Genevieve Siegel-Hawley, Ph.D.

Associate Professor and Ph.D. Concentration Coordinator, Educational Leadership

Genevieve Siegel-Hawley, Ph.D.

Education

  • Ph.D. in urban schooling, University of California, Los Angeles
  • M.Ed. in education policy and management, Harvard University
  • M.A.T. in secondary social studies, Johns Hopkins University
  • B.A. in history/sociology, University of Virginia

Research interests

Race, stratification and inequality in American schools; regional, district and school-level policies to promote diversity and reduce segregation; the relationship between school and housing segregation

Career highlights

  • Received the VCU School of Education Distinguished Junior Faculty Award in 2015
  • Received the VCU Presidential Research Quest Fund Grant Award for 2014-15

Recent publications/projects

  • Frankenberg, E., Siegel-Hawley, G., & Diem, S. (2017). Segregation by Boundary Line: The Fragmentation of Memphis Area Schools. Educational Researcher. https://doi.org/10.3102/0013189X17732752
  • Siegel-Hawley, G., Diem., S. & Frankenberg, E. (forthcoming). The Disintegration of Memphis-Shelby County, Tennessee: School District Secession and Local Control in the 21st Century. American Educational Research Journal.
  • Siegel-Hawley, G. (2016). When the fences come down: Twenty-first century lessons from metropolitan school desegregation. Chapel Hill, NC: UNC Press. http://uncpress.unc.edu/browse/book_detail?title_id=3746
  • Siegel-Hawley, G. (2013). Educational gerrymandering? Race and attendance boundaries in a racially changing suburb. Harvard Educational Review, 83(4). http://hepgjournals.org/doi/pdf/10.17763/haer.83.4.k385375245677131

Bio

Dr. Genevieve Siegel-Hawley’s research focuses on examining school segregation and resegregation in U.S. metropolitan areas, along with strategies for promoting inclusive school communities and policy options for a truly integrated society. She teaches courses dealing with racial/ethnic relations in U.S. schools, educational policy and the racial, social and political contexts of education.

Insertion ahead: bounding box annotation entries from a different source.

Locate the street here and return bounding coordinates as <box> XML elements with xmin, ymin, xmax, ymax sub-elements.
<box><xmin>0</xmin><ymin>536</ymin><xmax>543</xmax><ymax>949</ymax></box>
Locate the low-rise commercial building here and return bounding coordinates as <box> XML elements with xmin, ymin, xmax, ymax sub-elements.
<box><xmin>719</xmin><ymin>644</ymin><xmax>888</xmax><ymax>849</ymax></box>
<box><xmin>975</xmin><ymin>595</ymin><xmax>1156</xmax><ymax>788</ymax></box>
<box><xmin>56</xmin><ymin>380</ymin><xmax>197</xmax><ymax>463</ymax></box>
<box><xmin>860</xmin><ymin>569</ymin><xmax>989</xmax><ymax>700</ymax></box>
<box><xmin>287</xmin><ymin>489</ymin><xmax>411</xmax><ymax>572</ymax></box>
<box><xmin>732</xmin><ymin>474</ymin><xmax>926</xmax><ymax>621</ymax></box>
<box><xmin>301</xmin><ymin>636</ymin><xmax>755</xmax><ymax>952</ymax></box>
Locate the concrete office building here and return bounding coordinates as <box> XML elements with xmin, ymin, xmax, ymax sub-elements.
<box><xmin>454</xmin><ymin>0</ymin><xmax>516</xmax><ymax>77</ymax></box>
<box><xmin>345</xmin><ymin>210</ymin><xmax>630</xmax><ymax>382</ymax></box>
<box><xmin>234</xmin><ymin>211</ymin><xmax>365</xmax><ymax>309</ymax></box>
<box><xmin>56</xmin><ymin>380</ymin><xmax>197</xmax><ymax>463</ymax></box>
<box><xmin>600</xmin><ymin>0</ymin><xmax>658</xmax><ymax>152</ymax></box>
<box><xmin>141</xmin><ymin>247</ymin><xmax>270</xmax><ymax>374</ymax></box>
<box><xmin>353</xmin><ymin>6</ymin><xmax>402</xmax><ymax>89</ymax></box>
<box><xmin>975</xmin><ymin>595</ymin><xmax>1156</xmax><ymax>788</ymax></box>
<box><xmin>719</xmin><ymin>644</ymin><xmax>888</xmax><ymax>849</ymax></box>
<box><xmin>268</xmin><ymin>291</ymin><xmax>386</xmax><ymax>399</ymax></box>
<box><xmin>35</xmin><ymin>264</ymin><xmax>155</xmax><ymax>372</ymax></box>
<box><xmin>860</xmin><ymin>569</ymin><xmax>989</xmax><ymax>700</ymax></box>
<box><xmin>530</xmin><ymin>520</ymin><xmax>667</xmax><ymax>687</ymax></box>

Siegel-Hawley’s current projects include a book manuscript on fostering intentionally diverse and equitable schools and, with colleagues, a mixed-methods examination federally funded magnet schools.

Siegel-Hawley works with the UCLA Civil Rights Project as a research affiliate. She is a Richmond native and a proud graduate of Richmond Public Schools. Siegel-Hawley taught high school history in Baltimore City Public Schools for two years before returning home to spend two more years teaching at John Marshall High School.